Avevano sorvolato l’Europa in silenzio, appaiati. L’aria mancava quasi, all’altitudine a cui viaggiavano, ma non si fidavano troppo, e gli Incantesimi di Disillusione che avevano lanciato non sarebbero certo durati per sempre. Avevano di recente visto come reagivano i Babbani alla magia, e non avevano alcuna intenzione di rendersi partecipi di un nuovo rogo di streghe e stregoni.
C’era ancora luce, quando raggiunsero Liberec, e per questa ragione atterrarono in mezzo alla boscaglia, per evitare di farsi vedere. Da lì, Hilda sarebbe ripartita poi da sola, diretta a casa.
- Preferisci riposarti e ripartire domani?

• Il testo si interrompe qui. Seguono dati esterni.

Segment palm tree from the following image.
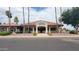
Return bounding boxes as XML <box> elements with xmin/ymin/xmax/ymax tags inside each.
<box><xmin>14</xmin><ymin>16</ymin><xmax>19</xmax><ymax>25</ymax></box>
<box><xmin>54</xmin><ymin>7</ymin><xmax>58</xmax><ymax>33</ymax></box>
<box><xmin>27</xmin><ymin>7</ymin><xmax>30</xmax><ymax>33</ymax></box>
<box><xmin>5</xmin><ymin>7</ymin><xmax>12</xmax><ymax>31</ymax></box>
<box><xmin>22</xmin><ymin>7</ymin><xmax>25</xmax><ymax>33</ymax></box>
<box><xmin>59</xmin><ymin>7</ymin><xmax>63</xmax><ymax>33</ymax></box>
<box><xmin>59</xmin><ymin>7</ymin><xmax>63</xmax><ymax>24</ymax></box>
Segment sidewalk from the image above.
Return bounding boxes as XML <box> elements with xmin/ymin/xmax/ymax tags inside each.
<box><xmin>0</xmin><ymin>33</ymin><xmax>79</xmax><ymax>38</ymax></box>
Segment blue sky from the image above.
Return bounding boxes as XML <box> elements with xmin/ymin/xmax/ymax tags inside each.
<box><xmin>0</xmin><ymin>7</ymin><xmax>74</xmax><ymax>30</ymax></box>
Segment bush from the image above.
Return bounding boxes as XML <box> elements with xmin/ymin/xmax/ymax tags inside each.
<box><xmin>0</xmin><ymin>32</ymin><xmax>12</xmax><ymax>36</ymax></box>
<box><xmin>33</xmin><ymin>32</ymin><xmax>37</xmax><ymax>36</ymax></box>
<box><xmin>69</xmin><ymin>31</ymin><xmax>76</xmax><ymax>34</ymax></box>
<box><xmin>47</xmin><ymin>32</ymin><xmax>52</xmax><ymax>36</ymax></box>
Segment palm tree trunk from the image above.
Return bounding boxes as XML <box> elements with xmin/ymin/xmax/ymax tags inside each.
<box><xmin>23</xmin><ymin>7</ymin><xmax>25</xmax><ymax>33</ymax></box>
<box><xmin>27</xmin><ymin>7</ymin><xmax>30</xmax><ymax>33</ymax></box>
<box><xmin>60</xmin><ymin>7</ymin><xmax>62</xmax><ymax>24</ymax></box>
<box><xmin>60</xmin><ymin>7</ymin><xmax>63</xmax><ymax>33</ymax></box>
<box><xmin>55</xmin><ymin>7</ymin><xmax>59</xmax><ymax>33</ymax></box>
<box><xmin>9</xmin><ymin>7</ymin><xmax>11</xmax><ymax>32</ymax></box>
<box><xmin>75</xmin><ymin>25</ymin><xmax>78</xmax><ymax>34</ymax></box>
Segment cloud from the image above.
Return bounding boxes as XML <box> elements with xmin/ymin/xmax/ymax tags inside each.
<box><xmin>31</xmin><ymin>7</ymin><xmax>47</xmax><ymax>11</ymax></box>
<box><xmin>0</xmin><ymin>7</ymin><xmax>74</xmax><ymax>30</ymax></box>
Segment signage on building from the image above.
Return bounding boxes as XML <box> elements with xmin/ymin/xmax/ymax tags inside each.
<box><xmin>37</xmin><ymin>21</ymin><xmax>46</xmax><ymax>26</ymax></box>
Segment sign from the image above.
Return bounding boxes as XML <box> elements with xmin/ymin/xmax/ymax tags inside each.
<box><xmin>37</xmin><ymin>21</ymin><xmax>46</xmax><ymax>26</ymax></box>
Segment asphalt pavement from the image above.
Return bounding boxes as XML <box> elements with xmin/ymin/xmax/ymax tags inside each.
<box><xmin>0</xmin><ymin>37</ymin><xmax>79</xmax><ymax>51</ymax></box>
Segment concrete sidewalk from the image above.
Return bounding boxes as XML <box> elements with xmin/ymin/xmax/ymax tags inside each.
<box><xmin>0</xmin><ymin>33</ymin><xmax>79</xmax><ymax>38</ymax></box>
<box><xmin>0</xmin><ymin>35</ymin><xmax>79</xmax><ymax>38</ymax></box>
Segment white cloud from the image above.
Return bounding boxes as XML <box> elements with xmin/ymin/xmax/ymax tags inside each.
<box><xmin>0</xmin><ymin>7</ymin><xmax>74</xmax><ymax>30</ymax></box>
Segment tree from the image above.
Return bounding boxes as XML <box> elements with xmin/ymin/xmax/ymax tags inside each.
<box><xmin>54</xmin><ymin>7</ymin><xmax>59</xmax><ymax>32</ymax></box>
<box><xmin>27</xmin><ymin>7</ymin><xmax>30</xmax><ymax>33</ymax></box>
<box><xmin>5</xmin><ymin>11</ymin><xmax>12</xmax><ymax>18</ymax></box>
<box><xmin>59</xmin><ymin>7</ymin><xmax>63</xmax><ymax>24</ymax></box>
<box><xmin>14</xmin><ymin>16</ymin><xmax>19</xmax><ymax>25</ymax></box>
<box><xmin>22</xmin><ymin>7</ymin><xmax>25</xmax><ymax>33</ymax></box>
<box><xmin>60</xmin><ymin>7</ymin><xmax>79</xmax><ymax>34</ymax></box>
<box><xmin>5</xmin><ymin>7</ymin><xmax>12</xmax><ymax>31</ymax></box>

- No, mia madre e mio padre credo abbiano fretta di rivedermi e di parlare di Guenda…
- Oh be’, - Franz si passò una mano nei capelli color fiamma – Immagino che per loro sia un sollievo, sapere che è finito tutto bene. È stata un’idea stupida, ma poteva andare peggio.
- Guenda è stupida, quando si mette in testa queste cose, l’ha sempre fatto.
- Andiamo, Hilda. Guenda avrà avuto anche l’idea, ma l’hanno seguita in cinque, si devono dividere la responsabilità delle loro azioni, non darle tutta la colpa. – il ragazzo sorrise. – Io ne ho anche approfittato per fare una bella scampagnata, non vedo cosa potrei desiderare di più.
Hilda sospirò. – Mi dispiace averti coinvolto, con il senno di poi avrei potuto fare da sola, ma non avevo idea di quello che avrei trovato e pensavo che una faccia amica sarebbe stata d’aiuto.
- A me piace molto l’idea di essere la faccia amica a cui ti rivolgi quando hai bisogno. E, anche se è scorretto, vorrei che tu avessi bisogno di me molto spesso.
La strega rise come non le capitava di fare da più di una settimana, e abbracciò stretto il suo amico. Franz, che era ben più alto di lei, le baciò i capelli, prima di accomiatarsi da lei.
- Tornerai a trovarmi?
- Perché non vieni tu a Dazelburg, una volta tanto?
Hilda sorrise ancora, e si lasciò baciare dal mago, prima di inforcare la scopa e librarsi in cielo come un rapace, diretta a casa.